If it was not for you guys, I would have never known that there are ceramic space heaters that DON'T SET THINGS ON FIRE, or that there are plastic sheets that you can melt onto your windows with a hair dryer and then your house will be warmer. Or that there are probably already rapists and murderers hiding in my room and I'm going to die anyway so why not just sleep in the meth-cellar? Or that I can use toothpaste to blind the rapists and murderers that are hiding in my room and/or meth-cellar when/if they attack me so I'm pretty much invincible. Or that, duh, I should use Bruce to stay warm because there's nothing quite as thermally protective as a Snuggie-dragon. Or that all orcs are rapist-cannibals who also hunger for human flesh, not just the orcs that live in my basement. Or that there are some places in the world where it is 60 degrees right now and maybe if I ask nice enough I can come visit.
Oh, and I didn't choose to live in Montana, per se. It just kind of happened. Like diabetes or getting involved in a game of Risk.
UPDATE: Okay Sarah P, I'm putting ads in my feed. And maybe I'll put AdSense on this blog for a few days just to see what kind of targeted ads it comes up with. I guarantee that there will be some ads for hentai if ads for hentai exist.
UPDATE #2: This is yet another good example of why I love you guys:
Comment from CWD:
"I have been thinking about your Ice Monster Problem, or IMP as I like to think of it. The best solution to you IMP is a homemade flamethrower !

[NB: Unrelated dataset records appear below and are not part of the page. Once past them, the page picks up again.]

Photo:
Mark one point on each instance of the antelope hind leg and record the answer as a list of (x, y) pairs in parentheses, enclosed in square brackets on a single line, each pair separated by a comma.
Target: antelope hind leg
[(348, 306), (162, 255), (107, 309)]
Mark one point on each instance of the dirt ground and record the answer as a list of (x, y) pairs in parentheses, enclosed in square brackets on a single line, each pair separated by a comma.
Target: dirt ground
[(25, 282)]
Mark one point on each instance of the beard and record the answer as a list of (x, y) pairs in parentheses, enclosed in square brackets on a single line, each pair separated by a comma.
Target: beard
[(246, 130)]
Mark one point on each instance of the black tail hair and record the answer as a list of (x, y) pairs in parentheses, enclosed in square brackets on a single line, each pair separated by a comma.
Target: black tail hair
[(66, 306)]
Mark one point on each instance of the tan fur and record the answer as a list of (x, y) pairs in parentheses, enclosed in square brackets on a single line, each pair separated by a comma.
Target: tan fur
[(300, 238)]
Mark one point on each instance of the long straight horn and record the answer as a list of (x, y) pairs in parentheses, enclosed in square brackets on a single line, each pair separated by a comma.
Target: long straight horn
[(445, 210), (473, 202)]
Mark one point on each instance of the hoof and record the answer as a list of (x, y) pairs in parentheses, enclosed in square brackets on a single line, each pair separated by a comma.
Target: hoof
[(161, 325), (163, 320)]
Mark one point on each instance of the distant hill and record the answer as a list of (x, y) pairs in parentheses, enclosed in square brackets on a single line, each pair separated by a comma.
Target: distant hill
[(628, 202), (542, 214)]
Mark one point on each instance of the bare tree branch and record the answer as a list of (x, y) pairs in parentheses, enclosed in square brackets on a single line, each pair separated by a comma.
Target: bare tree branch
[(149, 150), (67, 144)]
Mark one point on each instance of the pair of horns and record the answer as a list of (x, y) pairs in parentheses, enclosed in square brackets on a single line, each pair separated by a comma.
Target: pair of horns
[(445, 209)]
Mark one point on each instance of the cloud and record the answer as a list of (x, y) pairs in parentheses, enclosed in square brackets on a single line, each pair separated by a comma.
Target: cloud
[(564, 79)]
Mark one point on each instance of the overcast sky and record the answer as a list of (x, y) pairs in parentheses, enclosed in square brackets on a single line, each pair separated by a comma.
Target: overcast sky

I know you are on a budget so I found a recipe for a $30 homemade flamethrower. It has two major advantages:
1. It’s cheap
2. It is as reliable as a $30 homemade flamethrower. I don’t see a downside.
There are some do’s and don’t’s (see how I had me some fun there at Mr. Apostrophe’s expense?) I think you should consider when operating your $30 homemade flamethrower when dealing with your IMP. Here they are:
DO: wear Bruce so the IM’s (and Orcs! can’t forget them) know you’re serious.
DON’T: ever ever ever say “hey, watch this!” before firing your flamethrower. Saying “hey, watch this!” the most common cause of death or high temperature traumatic exfoliation known to science, this is followed closely by “here, hold my beer”.
DON’T: target IM’s already inside your house, unless, and this is important, you have a bottle of cheap whiskey and a sombrero. See: final scene of John Carpenter’s “The Thing”.
DON’T: for the love of all that is holy watch any of John Carpenter’s “The Thing” but that last scene! Consider the last scene scientific research. This is for your protection, Allie. The Alien DNA stealing touch monsters will horrify you. Based on your reaction to LOTR, you will never willing touch another living thing after viewing JC’s “The Thing”.
DON’T: target Orcs except under controlled conditions. While it’s been my experience that while IM’s get all moan-y and melt-y when hit with a $30 homemade flamethrower, Orcs tend to get scream-y and run-y. They may spread fire in an uncontrolled manner. Once again the cheap whiskey and sombrero exemption applies.
On reviewing this list I am surprised to note that I can only think of one “do” and four “don’t’s” (suck it Mr. Apostrophe! I snicker meanly at you!) to consider when using a $30 homemade flamethrower.
Allie, keep in mind that I usually don’t offer weapons or defense advice, I normally consider it rather psychotic and even a little sad, but you sound as if you have a serious IMP on your hands and I care. Please be safe when using your $30 homemade flamethrower.
Best regards,
CWD"
This almost makes me feel normal. Until I realize that I just Googled "How to make a flame-thrower for under $10" because I don't really have $30 and then I was all disappointed when I couldn't find anything within my price range because PVC pipe is fucking expensive, especially when you have to line it with molten lead.